第2話 桃を継ぐもの
緊張が支配する居間で桃の動向を伺う妻は、夫の帰りを強く待ちわびている自分の心情を自嘲する。近年の夫との関係は決して良好とは言えなかった。だが、夫はいつでも必ず、柴刈りを終えれば帰宅する。その一つの事実だけがこの状況に終止符を打ってくれるという希望であり、拠り所だった。

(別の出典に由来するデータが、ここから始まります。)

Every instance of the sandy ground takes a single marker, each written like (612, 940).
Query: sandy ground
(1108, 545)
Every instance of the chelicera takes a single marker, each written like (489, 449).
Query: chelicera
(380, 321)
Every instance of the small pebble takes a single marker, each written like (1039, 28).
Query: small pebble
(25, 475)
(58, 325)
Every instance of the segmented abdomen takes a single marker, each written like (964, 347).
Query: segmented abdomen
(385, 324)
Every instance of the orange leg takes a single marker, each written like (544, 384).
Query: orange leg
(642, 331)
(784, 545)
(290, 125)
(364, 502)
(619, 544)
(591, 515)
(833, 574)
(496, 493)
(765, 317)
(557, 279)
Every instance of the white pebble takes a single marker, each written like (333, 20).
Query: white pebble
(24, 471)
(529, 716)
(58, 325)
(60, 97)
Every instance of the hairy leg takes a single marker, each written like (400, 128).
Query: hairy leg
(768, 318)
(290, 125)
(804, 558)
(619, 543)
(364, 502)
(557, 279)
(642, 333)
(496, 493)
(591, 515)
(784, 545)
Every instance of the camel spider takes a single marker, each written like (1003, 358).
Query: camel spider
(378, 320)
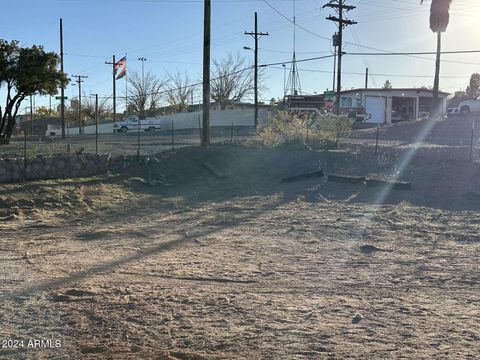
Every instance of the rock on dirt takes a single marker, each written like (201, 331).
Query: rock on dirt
(357, 318)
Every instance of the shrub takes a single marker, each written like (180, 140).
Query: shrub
(284, 129)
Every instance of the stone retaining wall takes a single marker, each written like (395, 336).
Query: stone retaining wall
(65, 166)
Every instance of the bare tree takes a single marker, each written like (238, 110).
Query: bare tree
(179, 91)
(144, 93)
(232, 80)
(88, 107)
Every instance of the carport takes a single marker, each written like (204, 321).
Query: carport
(390, 105)
(403, 108)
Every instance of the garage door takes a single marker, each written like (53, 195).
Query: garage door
(375, 108)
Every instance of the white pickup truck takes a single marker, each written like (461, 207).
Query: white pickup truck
(132, 124)
(468, 106)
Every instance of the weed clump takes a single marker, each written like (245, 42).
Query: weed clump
(320, 131)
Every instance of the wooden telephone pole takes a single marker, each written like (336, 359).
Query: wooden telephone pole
(79, 82)
(256, 35)
(340, 6)
(206, 74)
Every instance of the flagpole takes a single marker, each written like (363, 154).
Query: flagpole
(126, 88)
(114, 90)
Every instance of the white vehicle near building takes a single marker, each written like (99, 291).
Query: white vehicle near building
(134, 123)
(468, 106)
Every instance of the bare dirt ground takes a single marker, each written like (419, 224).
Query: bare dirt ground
(247, 267)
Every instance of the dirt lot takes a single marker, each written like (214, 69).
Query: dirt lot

問題なのは、夫が帰宅するのは、大抵は陽が落ちる前、夕刻だ。まだ時刻は昼にも至っておらず、あと3、4時間はこの状況に耐えなければならない。妻は居間の奥に立っていて、中央の桃は対面の入り口を塞いでいる。桃の視線を避けて部屋を横切り、外へ逃れることは不可能だった。
そんな妻の思索は、ふと、引き戸の向こう……外から聞こえてきた声によって掻き消された。待ち望んだ夫の声だけではない、若い女性と交わす会話に。
「えー、またここぉ?やだぁ、もっとちゃんとした所がイイなぁ」
「まあまあ、妻は洗濯中なんだ。2時間は戻らないしゆっくりできる」
妻は背中に冷たい何かが走り、それが全身に巡るのを感じる。
妻の頬を、一筋の汗が伝い、
古い木引き戸がゆっくりと軋みながら開かれる。
引き戸が開かれると、そこには若い村娘の腰に手を回し、しまりのない笑顔を向けている夫の姿があった。
「なっ、お前……っ!洗濯は…!?」
居間の奥に妻の姿を見た夫の表情がみるみる青褪めた。居間の中央に巨大な桃があるという特異な状況よりも、本来この時間に居るはずのない妻がそこに居るという事に戦慄する。夫にしなだれかかっていた村娘はきょとんとした顔でしばらく妻を見つめていたが、やがて
「やだー、奥さん帰ってきてんじゃん!」
そう言うなり、面倒ごとは御免だとあっさりと夫から手を離し、外へと駆け出して行き、「あっおい!せめて金を返してから…っ」夫は思わず口走った。
妻は桃の脅威など吹き飛び、村娘の背中に手を伸ばしたままの夫の後頭部を凝視した。今の会話が意味する所を一瞬で理解したのだ。
妻は一歩ずつ、夫の元へと近づいていく。
「すまないっ、すまん!決して本気ではないんだ!許してくれ……!」
夫の月並みな弁解など、妻の耳には何一つ入らない。
ただ、その表情には怒りを感じさせる兆しは何もなかった。ただ呆けた様に笑みを浮かべるだけ。そして妻は夫に歩み寄る途中で桃を抱え上げる。
まるで身重の腹を支えるかの様な体勢で、桃を大事そうに抱えた妻は無言のまま、夫の目の前に辿り着き、そして
妻は桃を高く掲げ。
夫の頭頂部に振り下ろした。
倒れた夫の頭に、妻は更に桃を叩きつける。
何度も。何度も。何度も。
どんぶらこ。どんぶらこ。
妻が桃を打ち付ける度に、音が鳴り響いた。
夫の頭蓋骨がひしゃげ、潰れても、妻は止めなかった。
やがて妻は桃を脇へ放り捨て、夫の亡骸の傍にへたりこんで笑った。
妻の世界は一瞬にして壊れた。それに呼応するかの様に鮮血に染まった桃が脈打ち、やがて割れる。
「おぎゃあ。おぎゃあ」
なんと、中から玉のような元気な赤子が飛び出してきた。
「あはははは、あははははは……ああァ……」
「おぎゃあ、おぎゃああぁ…」
赤子の鳴き声と、妻の慟哭が、暗い居間の中にいつまでも響いていた。